Taking a page from the "Stranger than Fiction" book, Jones started out in
resolutely un-revolutionary Indiana, making waves as a barnstorming white
Pentecostal preacher whose style was best described as… "black." His message of
social justice riled more than a few feathers in the stolid communities where
he preached it (especially given how they were trying to keep such societal
changes of the 1960s at bay), most especially for the fact that he was quite
vocal in his desire for integration, especially at his church. Jones didn't
just preach it, he lived it, with he and his wife becoming the first white
couple in the history of the state to adopt a black child. Not long after that,
Jones and his people did what open-minded folks of the time did: they lit out
for California. There, in a bucolic valley in the north of the state, the
members of Jones' increasingly political (bordering on revolutionary) "People's
Temple" practiced communal living that seems to have been, for a time at least,
the blissful apotheosis of everything many thought the '60s were all about.
Given that all most people remember (if anything) of Jones and Jonestown is
something about a nutty cult who all killed themselves by drinking poisoned
Kool-Aid, Nelson's film is worthy at the very least for telling the whole
story, especially its racial aspect. A heavy amount of '60s rhetoric involved
race, but normally it seemed to be talked over a divide: privileged white
radicals expressing their admiration for Black Panthers, even though the
counter-culture tended to be as racially segregated as straight society. Jones'
fervent desire for racial equality was -- oddly enough, given the era's
penchant for empty sloganeering -- surprisingly successful. The People's Temple
members who appear on screen in the film are truly a mixed lot: black senior
citizens happily working and playing alongside white hippies as though an
entire history of ugly segregation had simply ceased to exist. It's a sign of
how intoxicating such a scene must have been that it resonates today, even with
the knowledge of this experiment's horrifying outcome.

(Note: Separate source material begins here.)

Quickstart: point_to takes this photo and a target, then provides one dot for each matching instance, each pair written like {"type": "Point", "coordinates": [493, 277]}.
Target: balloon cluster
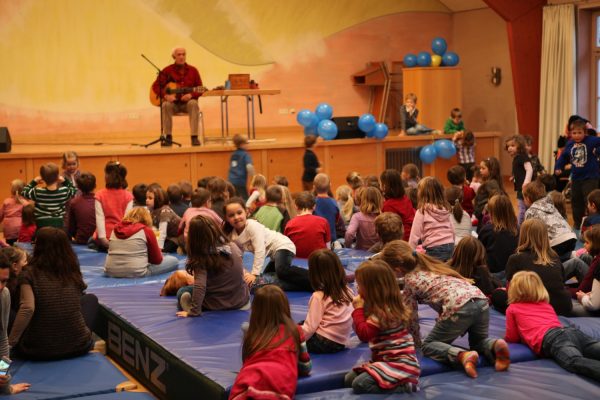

Smoothly layering modern-day interviews with Temple survivors amid rare
(sometimes previously unseen) footage of Jones preaching and his followers at
work, farming and gathering new converts, Nelson lays out with chilling
exactitude the group's inexorable slide from brotherly utopia to paranoid and
murderous cult. Inexorable because the group was obviously never a church or
temple in any real sense, just an extension of Jones' need for an audience, and
so predisposed to follow him as he descended through megalomania into outright
delusional paranoia.
Convinced that the forces of straight America were aligned against his people,
Jones tried to relocate them all from San Francisco -- where, in the mid- to
late-'70s, he had become a disturbingly influential political figure -- to the
forested interior of Guyana. It was there, in a remote spot that his followers
imagined to be paradise (even today, in footage emotionally captured by Nelson,
they still seem to have the dream of utopia, to long for the freedom that Jones
represented), that a fact-finding mission by a U.S. representative would go
horribly awry, and 909 people, including many children, would willingly drink
poison. Only five escaped, such was the power of the man from Indiana, who,
given his chillingly magnetic persona as rendered on screen here, would be
followed by untold thousands, even today.
One is left at the end of the film still asking why, and it's a tribute to the
filmmaker that he doesn't try to answer the unknowable. But then, as one of the
Temple's members says, "Nobody joins a cult. Nobody joins something they think
is going to hurt them. You join a religious organization. You join a family."